The incentive has to be big enough, though, he said: Generally, the savings a customer gets from charging off-peak have to be two to three times what they might save if they charged during peak hours. SEPA reported peak-to-off-peak price ratios as little as 1.2 to 1 and as high as 15.5 to 1.
Nabong added that NRDC generally supports rates that apply to the whole home rather than just the car. “You want to incentivize folks to use their power off-peak, whether that’s charging their car or drying their clothes,” he said. But he said it’s possible separate electric vehicle rates, with a separate meter or submeter, can benefit some customers. SEPA’s report points out that customers who work outside the home may find it easier to shift their whole household’s electricity use off-peak during the day, whereas those who work from home may be better served by a separately metered vehicle-specific rate.
Enrolling in a car-specific rate may also give customers a chance to experiment with a time-of-use or other time-varying rate and get them on board to enroll their entire house in the future, said Samantha Houston, an analyst at the Union of Concerned Scientists who specializes in electrified transportation.

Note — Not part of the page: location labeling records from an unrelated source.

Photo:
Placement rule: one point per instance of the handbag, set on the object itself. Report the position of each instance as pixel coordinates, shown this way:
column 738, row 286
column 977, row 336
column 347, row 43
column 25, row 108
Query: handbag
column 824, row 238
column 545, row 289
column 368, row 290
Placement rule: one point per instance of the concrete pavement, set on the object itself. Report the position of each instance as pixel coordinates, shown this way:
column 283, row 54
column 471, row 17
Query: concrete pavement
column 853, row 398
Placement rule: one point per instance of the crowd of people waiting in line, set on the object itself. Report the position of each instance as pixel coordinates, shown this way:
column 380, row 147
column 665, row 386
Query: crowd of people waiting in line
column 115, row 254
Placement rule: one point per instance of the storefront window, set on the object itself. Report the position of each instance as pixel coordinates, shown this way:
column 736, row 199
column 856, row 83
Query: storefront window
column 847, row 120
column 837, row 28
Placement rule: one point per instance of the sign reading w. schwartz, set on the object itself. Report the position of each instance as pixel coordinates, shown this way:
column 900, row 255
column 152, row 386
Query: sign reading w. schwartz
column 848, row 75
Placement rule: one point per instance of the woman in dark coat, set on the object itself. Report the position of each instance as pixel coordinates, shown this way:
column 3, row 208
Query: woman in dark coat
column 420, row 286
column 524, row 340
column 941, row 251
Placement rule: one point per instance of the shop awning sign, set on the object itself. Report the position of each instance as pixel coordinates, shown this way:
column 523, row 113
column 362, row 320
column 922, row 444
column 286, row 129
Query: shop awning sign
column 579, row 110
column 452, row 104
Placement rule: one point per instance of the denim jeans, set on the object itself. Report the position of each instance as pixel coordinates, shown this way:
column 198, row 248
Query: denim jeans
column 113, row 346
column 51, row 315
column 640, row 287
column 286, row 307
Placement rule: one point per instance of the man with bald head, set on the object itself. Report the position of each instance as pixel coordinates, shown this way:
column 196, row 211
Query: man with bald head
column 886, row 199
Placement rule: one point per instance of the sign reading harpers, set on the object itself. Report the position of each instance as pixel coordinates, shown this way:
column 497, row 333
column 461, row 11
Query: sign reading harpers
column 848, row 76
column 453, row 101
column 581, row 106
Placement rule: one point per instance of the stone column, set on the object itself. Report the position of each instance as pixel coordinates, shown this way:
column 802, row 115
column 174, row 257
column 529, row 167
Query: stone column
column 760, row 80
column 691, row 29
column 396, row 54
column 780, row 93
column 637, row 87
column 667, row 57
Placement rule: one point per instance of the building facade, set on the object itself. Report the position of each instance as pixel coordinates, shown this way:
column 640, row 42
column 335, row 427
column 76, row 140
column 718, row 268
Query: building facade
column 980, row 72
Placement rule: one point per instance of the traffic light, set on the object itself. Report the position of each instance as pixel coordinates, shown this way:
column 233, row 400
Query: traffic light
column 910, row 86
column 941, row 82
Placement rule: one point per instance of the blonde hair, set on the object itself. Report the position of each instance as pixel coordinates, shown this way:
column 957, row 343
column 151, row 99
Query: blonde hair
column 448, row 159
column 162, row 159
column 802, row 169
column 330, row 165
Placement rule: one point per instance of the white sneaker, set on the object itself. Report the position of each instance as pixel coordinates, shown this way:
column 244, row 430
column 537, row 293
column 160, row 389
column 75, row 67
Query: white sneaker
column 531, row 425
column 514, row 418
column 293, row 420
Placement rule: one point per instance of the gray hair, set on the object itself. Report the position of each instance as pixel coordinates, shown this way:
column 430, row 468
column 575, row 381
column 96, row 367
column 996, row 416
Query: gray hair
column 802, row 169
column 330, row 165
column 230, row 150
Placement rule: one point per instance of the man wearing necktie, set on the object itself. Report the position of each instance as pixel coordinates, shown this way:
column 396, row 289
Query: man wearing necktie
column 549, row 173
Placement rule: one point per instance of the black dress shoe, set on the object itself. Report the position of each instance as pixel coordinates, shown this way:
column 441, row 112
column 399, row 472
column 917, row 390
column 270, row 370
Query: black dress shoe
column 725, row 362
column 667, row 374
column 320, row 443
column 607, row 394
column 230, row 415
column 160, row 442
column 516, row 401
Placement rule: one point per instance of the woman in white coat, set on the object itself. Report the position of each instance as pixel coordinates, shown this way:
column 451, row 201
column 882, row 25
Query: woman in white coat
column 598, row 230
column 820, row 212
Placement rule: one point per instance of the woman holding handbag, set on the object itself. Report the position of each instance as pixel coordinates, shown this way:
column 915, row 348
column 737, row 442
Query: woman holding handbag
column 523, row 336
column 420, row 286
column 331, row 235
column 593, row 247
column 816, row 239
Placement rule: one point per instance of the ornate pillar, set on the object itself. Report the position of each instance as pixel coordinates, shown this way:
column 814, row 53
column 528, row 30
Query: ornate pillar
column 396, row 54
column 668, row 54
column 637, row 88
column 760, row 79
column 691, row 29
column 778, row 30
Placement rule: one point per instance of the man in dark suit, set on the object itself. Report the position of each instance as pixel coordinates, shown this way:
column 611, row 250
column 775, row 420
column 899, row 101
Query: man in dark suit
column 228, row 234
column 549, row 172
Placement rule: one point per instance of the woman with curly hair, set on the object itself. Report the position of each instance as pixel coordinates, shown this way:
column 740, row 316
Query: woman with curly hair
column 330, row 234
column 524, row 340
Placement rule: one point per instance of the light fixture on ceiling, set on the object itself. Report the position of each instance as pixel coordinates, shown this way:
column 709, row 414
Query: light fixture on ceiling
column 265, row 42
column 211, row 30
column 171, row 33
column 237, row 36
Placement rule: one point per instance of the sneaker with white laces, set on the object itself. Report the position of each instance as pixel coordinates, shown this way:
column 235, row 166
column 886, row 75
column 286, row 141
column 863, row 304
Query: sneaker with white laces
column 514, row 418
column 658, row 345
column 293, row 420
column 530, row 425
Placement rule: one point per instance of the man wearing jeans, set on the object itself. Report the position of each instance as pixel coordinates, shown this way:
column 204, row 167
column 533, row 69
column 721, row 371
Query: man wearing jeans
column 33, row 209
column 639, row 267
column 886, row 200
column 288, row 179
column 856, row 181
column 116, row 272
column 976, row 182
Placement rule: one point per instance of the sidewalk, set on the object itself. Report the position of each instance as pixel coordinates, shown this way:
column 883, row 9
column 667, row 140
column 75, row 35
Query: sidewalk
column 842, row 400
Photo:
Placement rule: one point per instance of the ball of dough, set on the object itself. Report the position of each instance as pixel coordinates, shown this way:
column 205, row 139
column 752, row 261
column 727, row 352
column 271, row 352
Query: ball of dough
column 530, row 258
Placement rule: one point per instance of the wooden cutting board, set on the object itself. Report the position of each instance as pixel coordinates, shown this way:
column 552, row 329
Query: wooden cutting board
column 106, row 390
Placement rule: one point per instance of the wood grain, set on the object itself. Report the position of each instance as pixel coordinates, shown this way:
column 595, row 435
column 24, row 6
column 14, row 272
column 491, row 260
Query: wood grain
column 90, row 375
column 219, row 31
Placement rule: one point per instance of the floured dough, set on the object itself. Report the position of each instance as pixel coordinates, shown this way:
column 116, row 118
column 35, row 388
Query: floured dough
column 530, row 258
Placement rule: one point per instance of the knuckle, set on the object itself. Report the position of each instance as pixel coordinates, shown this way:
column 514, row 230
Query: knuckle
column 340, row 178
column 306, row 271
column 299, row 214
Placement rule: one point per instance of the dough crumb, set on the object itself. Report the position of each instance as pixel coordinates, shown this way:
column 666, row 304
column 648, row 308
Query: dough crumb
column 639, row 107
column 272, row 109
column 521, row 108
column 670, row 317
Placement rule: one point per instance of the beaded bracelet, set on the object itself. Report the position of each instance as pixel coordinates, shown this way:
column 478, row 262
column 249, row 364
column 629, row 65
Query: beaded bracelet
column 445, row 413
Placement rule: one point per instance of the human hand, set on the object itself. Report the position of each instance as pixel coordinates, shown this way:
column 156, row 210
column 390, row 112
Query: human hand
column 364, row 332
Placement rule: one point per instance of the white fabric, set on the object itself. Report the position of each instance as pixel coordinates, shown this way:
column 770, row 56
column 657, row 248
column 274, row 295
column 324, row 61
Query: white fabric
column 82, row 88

Current programs, both pilots and utility-wide offerings, should continue to serve as data sources that utilities and researchers can share with each other to guide future initiatives, she said. Broader-reaching research — for example, a customer survey that includes respondents across more than just a single charging network — will also help gather solid data.
At the same time, some pilots have gathered enough data to show their potential, and those utilities can begin scaling up, Houston said. Administrators at Xcel Energy in Minnesota, for example, have proposed scaling up an electric vehicle pilot that uses charger data to measure electricity use rather than a separate meter.
Houston also pointed out that utilities and advocates often emphasize the importance of off-peak charging because it relieves grid load, but she said it’s not just about avoiding negative consequences. Cars can serve as distributed resources, actively shifting charging load through programs like demand response, or sending energy back to the grid, she said.
But “EVs can still benefit the grid even through passive measures” like charging off-peak, Houston said. By leveling out demand on the grid, for example, off-peak charging can decrease electricity and service charges on customers’ bills across the entire utility territory. And as renewable generation grows, utilities can incentivize drivers to charge at times of surplus renewable energy, making the cars an even cleaner resource.